Most of the released prisoners are older people, children, women imprisoned for non-violent offences and the terminally ill and disabled. But a portion of those who benefited from the presidential amnesty are people who were convicted for violent offences but had served at least 75% of their sentences.

In the country and its diaspora, the release of the latter group triggered speculation that the ruling Zanu PF will use the released prisoners to commit election-related violence.

Haruzivishe Makomborero, an opposition activist who lives in exile, fears the government is “taking notes from its ally, Russia”.

“Just like the Russian Wagner group is recruiting prisoners to fight in the invasion of Ukraine, Zanu PF will use some of these prisoners for political violence in the coming elections,” Makomborero speculates, referring to the general elections slated for 23 August.

According to Shepherd Mpofu, the acting head of the Zimbabwe Prisons and Correctional Services, only 3% of people who benefited from previous amnesties became involved in crime again.

The concerns of those who share Makomborero’s fears are perhaps best understood by remembering another episode in Zimbabwe’s halting democratic experiment: the “Green Bombers”.

The Green Bombers were a youth brigade which played a pivotal role in ensuring that Zanu PF won elections in the mid to late 2000s.

The youth were trained to be militant by Zimbabwe’s National Youth Service, which was introduced shortly after the formation of the opposition Movement for Democratic Change (MDC), led by Morgan Tsvangirai, shocked Zanu PF by winning 57 out of 120 parliamentary seats in the elections of 2000.

Graduates of the new National Youth Service went on a rampage, attacking opposition supporters, burning down their homes and even killing some people.

Munashe Manzanga, a 34-year-old who fled to the United States, was among the brigade’s victims. He says in June 2008 a band of Green Bombers, led by a youth officer and a war veteran he recognised, held him hostage for not carrying a Zanu PF membership card.

“They force-marched me to a night vigil, beat me and other opposition activists in what they called a re-education exercise and forced me to sing Zanu PF songs,” he recalls.

Manzanga fled from his rural home Mberengwa in Zimbabwe’s south and hid for weeks in Zvishavane in the Midlands province before managing to escape abroad.

Attacks on opposition supporters like Manzanga by Green Bombers, named after the military-style fatigues they wore and because the term is generally used to refer to the green bottlefly, were widely reported by human rights groups and the media throughout the 2000s.
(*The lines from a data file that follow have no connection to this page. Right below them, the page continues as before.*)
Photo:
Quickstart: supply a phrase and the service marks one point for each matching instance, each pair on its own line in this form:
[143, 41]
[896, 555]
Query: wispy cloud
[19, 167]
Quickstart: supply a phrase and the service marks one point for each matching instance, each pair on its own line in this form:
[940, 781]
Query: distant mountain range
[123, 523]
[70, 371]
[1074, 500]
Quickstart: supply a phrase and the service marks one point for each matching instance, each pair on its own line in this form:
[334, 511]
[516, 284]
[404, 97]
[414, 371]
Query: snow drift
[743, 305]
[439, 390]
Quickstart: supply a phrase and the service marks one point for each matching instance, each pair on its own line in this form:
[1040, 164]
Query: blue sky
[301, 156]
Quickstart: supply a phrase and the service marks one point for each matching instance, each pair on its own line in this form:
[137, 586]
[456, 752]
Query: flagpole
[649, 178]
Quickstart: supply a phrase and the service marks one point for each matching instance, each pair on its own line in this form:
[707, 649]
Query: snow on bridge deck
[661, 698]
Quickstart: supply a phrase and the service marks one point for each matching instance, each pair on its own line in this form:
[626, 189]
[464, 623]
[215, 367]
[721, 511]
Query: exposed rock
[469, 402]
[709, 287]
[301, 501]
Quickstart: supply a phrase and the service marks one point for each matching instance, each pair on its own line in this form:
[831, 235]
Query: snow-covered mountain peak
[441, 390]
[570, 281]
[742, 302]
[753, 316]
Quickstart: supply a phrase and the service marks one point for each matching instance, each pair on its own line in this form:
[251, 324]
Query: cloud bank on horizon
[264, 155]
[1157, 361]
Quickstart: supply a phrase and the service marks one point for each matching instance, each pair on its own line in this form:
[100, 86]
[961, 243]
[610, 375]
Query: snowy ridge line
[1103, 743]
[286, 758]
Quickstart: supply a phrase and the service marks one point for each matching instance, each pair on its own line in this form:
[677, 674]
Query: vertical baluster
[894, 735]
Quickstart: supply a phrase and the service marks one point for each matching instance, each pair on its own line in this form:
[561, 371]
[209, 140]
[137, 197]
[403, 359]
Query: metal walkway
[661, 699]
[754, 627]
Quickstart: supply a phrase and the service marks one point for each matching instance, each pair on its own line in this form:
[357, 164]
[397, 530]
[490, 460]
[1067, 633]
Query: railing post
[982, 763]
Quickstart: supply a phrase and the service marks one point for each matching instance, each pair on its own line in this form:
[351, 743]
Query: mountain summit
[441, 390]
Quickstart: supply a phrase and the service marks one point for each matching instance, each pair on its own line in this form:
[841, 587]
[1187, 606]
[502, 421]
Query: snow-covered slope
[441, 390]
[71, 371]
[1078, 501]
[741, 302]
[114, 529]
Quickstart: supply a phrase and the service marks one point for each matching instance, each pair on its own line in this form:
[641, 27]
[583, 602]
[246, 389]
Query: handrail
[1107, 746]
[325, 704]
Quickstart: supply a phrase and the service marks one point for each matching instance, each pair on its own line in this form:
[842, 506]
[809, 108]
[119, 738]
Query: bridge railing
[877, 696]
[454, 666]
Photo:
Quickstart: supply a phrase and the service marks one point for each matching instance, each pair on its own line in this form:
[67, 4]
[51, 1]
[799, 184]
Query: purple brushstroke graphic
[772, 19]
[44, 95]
Officially, the National Youth Service was disbanded in 2007 but its ghosts have haunted Zimbabwe since.

“In 2019 I was attacked by well-known Zanu PF members of the National Youth Service.

 They ambushed me as I was returning home from town and kidnapped and tortured me asking about the whereabouts of [social and economic justice activist and unionist] Tatenda Mombeyarara,” says Adkins Mtetwa, a Zimbabwean human rights activist now living in the United Kingdom.

He concurs with those who see the prison amnesty as a ruse to recruit new “Green Bombers” for the ruling party.

“The latest release of criminals just before elections by President Emmerson Mnangagwa is for people like me and more in my community, a sign that there will be more violence in the coming election,” says Mtetwa.